Wednesday, June 4, 2008

A Utopia of Peaches

Some years ago, my dad and stepmom gave me a charming framed botanical illustration of a Lizzie Peach for Christmas. (No one else does anymore, but they still call me Lizzy.) The print hangs on my dining room wall, unmarred by Bill's name. (Unfortunately, I'm not quite savvy enough to get a clean version of the print up here, but you can see her blushing sweetness anyway. ) I was looking at it the other day and thinking about the fact that there was a "Lizzie Peach." What other names might be out there?

So many names! So much imagination--not just mere descriptors, such as "Delicious" or "Redskin." The old names were personal, and eaters had personal relationships with their fruit. Imagine a world in which the supremacy of the peach could be defended on the grounds that to praise it is to “gild refined gold.” Now, imagine a society in which the following defense of the peach would be coherent to anyone but the most freaky-geeky foodies:
If any one doubts the precise rank which the peach should take among the different fruits of even that cornucopian month—September—and wishes to convince us of the higher flavor of a Seckel or a Belle Lucrative pear, we will promise to stop his mouth and his argument with a sunny-cheeked and melting ‘George the Fourth’ or luscious ‘Rareripe!’
This world existed once, right here in these glorious United States. But it was 108 years ago, when people got most of their sugar from fruit, I guess, and so devoted the same emotional energy to thinking about peaches and plums and grapes as we do to dreaming of--and naming--Twix Bars and Ben & Jerry's New York Super Fudge Chunk. To be fair, I found this encomium as I researched a bit of drupian history (drupes are the family to which peaches belong, and include almonds, apricots, cherries and plums) in the 1900 edition of Charles and Andrew Jackson Downing's The Fruits And Fruit Trees Of America: Or The Culture, Propagation And Management, In The Garden And Orchard, Of Fruit Trees Generally. So I guess they were writing for an audience of initiates. But still! Have you ever heard of a Belle Lucrative pear? If so, where can I find one? And a George the Fourth peach? Does it wear a powdered wig?

Image courtesy of Wikimedia Commons.

The peach, at least, originated in China but came to the West via Iran, in the Near East. In fact, the name of the peach comes from Persia. (You have to try saying Persia with your mouth full of peach and smiling because it's so good for this to make much sense, but then you'll hear it.) Peaches made their American debut in 1680, and flourished here. In fact, according to the Downings, the States and China are the only countries where peaches are widely cultivated in open orchards (but maybe things have changed in the last 100 years?). Seems that they need our hot summers and chilly winters. (Elsewhere, as in Europe and the Northeast, they do well espaliered against walls, monastery-style.)

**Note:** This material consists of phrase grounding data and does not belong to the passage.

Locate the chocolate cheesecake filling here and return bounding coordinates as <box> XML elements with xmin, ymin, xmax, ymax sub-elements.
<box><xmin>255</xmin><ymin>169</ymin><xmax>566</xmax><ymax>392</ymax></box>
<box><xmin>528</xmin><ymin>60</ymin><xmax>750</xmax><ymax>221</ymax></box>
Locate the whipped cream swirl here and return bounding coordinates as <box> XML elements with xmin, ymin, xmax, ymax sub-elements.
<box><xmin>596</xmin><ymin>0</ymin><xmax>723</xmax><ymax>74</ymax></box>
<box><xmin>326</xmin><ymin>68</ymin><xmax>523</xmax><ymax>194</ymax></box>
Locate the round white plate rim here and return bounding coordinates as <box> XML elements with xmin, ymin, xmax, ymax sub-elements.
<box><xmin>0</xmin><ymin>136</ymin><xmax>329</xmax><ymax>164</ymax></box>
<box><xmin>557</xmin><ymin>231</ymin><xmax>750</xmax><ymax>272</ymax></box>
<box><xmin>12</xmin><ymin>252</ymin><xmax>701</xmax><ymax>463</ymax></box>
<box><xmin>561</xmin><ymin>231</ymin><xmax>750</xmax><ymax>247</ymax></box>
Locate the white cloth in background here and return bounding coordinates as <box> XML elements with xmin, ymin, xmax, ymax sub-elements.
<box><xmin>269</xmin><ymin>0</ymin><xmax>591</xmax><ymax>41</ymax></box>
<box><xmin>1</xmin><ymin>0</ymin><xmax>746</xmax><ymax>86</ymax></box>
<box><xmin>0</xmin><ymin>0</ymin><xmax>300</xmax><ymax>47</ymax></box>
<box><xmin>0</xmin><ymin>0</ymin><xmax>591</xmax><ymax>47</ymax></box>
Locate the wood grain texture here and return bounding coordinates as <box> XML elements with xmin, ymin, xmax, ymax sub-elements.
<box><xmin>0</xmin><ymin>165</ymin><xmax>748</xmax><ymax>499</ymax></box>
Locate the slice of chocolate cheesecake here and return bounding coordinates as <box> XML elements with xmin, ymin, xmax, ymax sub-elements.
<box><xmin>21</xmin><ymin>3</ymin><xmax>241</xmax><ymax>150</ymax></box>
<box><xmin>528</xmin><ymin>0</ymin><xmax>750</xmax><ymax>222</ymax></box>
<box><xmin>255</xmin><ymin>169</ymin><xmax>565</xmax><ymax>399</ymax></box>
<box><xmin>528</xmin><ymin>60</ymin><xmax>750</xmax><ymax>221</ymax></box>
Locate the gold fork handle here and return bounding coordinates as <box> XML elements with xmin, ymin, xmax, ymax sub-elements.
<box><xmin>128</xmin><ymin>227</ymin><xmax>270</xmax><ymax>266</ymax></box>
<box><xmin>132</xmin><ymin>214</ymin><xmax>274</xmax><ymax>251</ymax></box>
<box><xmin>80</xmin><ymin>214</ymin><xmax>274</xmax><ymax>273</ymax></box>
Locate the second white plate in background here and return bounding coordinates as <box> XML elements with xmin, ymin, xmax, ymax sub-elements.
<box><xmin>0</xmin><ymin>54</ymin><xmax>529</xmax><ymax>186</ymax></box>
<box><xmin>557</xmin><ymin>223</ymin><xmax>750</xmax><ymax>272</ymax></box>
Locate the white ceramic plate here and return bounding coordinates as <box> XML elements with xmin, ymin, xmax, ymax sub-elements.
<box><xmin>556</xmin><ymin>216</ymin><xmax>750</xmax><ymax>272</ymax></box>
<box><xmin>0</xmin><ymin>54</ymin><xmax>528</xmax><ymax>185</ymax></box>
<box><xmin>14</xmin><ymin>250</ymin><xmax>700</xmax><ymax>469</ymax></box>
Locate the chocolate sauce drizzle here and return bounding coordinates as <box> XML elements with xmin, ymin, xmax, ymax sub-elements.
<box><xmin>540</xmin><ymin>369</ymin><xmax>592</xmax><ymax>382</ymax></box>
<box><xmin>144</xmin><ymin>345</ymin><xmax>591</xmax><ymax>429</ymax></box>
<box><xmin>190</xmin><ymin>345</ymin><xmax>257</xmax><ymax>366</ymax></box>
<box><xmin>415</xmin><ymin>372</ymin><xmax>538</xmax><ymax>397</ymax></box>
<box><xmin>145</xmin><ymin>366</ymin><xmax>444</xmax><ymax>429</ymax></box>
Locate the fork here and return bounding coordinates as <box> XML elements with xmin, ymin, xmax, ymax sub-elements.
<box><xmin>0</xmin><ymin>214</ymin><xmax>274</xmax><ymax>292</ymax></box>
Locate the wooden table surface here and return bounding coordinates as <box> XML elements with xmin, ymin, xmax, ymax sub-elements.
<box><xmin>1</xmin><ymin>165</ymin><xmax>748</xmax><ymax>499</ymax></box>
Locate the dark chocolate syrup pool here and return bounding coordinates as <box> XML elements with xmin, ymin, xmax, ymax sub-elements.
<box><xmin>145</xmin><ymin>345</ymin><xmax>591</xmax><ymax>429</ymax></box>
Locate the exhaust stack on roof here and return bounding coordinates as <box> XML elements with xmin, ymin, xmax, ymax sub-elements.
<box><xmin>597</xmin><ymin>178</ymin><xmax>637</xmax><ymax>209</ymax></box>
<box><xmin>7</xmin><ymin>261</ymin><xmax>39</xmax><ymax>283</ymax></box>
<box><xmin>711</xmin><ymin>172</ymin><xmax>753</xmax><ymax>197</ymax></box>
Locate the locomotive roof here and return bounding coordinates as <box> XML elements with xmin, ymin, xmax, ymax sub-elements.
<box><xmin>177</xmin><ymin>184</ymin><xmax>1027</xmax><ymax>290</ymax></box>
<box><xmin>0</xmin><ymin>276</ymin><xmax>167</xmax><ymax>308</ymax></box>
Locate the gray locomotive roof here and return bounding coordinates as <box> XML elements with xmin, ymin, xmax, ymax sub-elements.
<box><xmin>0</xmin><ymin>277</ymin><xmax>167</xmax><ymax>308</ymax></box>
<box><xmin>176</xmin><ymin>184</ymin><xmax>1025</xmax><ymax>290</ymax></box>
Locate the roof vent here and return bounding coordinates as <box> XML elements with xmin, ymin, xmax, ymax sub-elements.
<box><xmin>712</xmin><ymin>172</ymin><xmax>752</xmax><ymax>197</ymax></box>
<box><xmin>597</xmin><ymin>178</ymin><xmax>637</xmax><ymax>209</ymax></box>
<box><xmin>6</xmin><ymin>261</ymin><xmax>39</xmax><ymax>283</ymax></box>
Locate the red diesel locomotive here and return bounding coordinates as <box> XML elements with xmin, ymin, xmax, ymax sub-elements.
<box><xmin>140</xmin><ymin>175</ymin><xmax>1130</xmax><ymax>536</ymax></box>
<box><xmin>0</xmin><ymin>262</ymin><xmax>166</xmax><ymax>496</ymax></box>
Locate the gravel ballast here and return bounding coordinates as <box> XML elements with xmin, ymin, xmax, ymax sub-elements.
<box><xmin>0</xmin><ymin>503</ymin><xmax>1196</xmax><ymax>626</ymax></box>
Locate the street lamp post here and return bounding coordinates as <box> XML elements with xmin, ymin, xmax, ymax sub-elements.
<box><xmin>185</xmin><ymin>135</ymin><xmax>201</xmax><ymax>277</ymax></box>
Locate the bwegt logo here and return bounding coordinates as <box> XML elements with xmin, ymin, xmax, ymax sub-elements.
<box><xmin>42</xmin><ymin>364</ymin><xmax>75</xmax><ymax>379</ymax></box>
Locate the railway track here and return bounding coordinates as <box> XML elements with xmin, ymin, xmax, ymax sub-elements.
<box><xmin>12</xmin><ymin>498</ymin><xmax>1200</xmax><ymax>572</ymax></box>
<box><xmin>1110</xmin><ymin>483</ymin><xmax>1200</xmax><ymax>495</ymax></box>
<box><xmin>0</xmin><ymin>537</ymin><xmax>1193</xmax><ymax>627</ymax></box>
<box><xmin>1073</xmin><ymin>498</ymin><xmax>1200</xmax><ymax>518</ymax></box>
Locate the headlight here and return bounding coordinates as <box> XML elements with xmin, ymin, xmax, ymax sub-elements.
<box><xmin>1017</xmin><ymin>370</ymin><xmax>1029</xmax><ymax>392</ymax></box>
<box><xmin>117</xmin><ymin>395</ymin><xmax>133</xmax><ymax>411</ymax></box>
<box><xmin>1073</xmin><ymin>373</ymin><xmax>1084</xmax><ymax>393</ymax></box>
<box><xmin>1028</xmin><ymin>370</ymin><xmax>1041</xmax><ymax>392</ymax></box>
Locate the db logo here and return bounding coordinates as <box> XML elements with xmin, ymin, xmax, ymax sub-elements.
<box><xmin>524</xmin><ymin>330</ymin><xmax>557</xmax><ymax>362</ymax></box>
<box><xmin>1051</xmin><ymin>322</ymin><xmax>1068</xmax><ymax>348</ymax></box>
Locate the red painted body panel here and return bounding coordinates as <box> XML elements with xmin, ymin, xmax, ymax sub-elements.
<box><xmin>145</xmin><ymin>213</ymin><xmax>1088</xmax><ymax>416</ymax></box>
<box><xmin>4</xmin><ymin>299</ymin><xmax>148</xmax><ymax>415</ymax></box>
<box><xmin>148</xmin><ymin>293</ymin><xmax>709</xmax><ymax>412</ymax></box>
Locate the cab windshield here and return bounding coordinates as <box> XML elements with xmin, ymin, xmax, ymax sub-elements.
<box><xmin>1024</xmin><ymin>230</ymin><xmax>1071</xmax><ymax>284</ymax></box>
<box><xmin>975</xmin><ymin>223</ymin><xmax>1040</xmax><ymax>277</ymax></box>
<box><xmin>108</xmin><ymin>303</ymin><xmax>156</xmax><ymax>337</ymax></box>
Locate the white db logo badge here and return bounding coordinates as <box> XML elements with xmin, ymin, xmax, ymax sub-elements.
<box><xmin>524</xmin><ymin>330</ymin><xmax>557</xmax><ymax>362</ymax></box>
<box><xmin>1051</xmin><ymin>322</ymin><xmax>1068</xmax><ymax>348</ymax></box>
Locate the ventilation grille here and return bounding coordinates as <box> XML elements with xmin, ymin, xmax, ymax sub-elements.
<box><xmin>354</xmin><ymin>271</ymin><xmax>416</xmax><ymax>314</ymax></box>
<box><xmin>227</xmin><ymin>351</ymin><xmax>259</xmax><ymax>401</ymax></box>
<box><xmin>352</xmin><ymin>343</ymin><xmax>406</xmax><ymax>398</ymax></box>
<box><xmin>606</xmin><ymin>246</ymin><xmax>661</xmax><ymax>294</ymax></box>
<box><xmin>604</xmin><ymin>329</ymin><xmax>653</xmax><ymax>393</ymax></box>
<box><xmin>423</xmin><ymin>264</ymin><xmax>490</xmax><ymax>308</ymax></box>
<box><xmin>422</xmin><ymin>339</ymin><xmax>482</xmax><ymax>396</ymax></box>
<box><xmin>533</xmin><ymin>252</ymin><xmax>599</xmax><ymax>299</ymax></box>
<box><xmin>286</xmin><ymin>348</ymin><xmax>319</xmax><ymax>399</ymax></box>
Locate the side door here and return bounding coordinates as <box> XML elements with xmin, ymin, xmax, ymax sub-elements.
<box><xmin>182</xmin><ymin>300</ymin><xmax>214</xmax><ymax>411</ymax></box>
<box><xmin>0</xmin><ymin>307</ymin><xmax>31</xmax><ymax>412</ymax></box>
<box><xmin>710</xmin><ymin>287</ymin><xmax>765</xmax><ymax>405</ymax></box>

Image courtesy of Wikimedia Commons.

We eat peach flesh, but the kernel can be used in a cordial called Noyau. If you can't get your hands on some Noyau and don't have the time to split some pits and distill some, you can steep the leaves in some other brandy and make a passing substitute. You can grow a tree from the pit, according to the Downings, but it's only advisable if you don't plan to espalier. In that case, better to use a dwarf rootstock, such as a plum.
Image courtesy of Wikimedia Commons.

So all parts of the noble peach are useful. In fact, to return to China and my friend Nancie's comment about the Chinese god of immortality, the Downings report that in east Asia the peach has had a status similar to the apple in Western myth: as a fruit with magical and sometimes dangerous power.
The traditions of a peach tree, the fruit of which conferred immortality, and which bore only once in a thousand years—and of another peach-tree of knowledge, which existed in the most remote period, on a mountain guarded by a thousand demons, the fruit of which produced death—are said to be distinctly preserved in some of the early Chinese writings. Whatever may have been the nature of these extraordinary trees, it is certain that, as Lord Bacon says, ‘not a slip or sucker has been left behind.’ We must therefore content ourselves with the delight which a fine peach of modern times affords to the palate and the eye.
Hear, hear.


  1. I love your comment about the energy that goes into naming candy bars versus fruit. Why indeed do we have Whatchamacallit but just plain ole "apple?" A travesty.

    And I'm having lunch today with two Persian/Iranian friends. I'm going to show off my newfound knowledge of the peach's linguistic roots. I'm sure they'll be very impressed!

  2. I love to look at botanical prints of fruits almost as much as eating peaches, or thinking about this post satisfies on both counts. I have a cherished peach print from Lucca, Italy on my kitchen wall but it doesn't look as luscious as yours do.
    P.S. Thanks for adding me to your bloggity buds.


  3. Go see Kung Fu Panda for a good peach tree moment. When are peaches ripe in New England? Not until the end of August, I fear.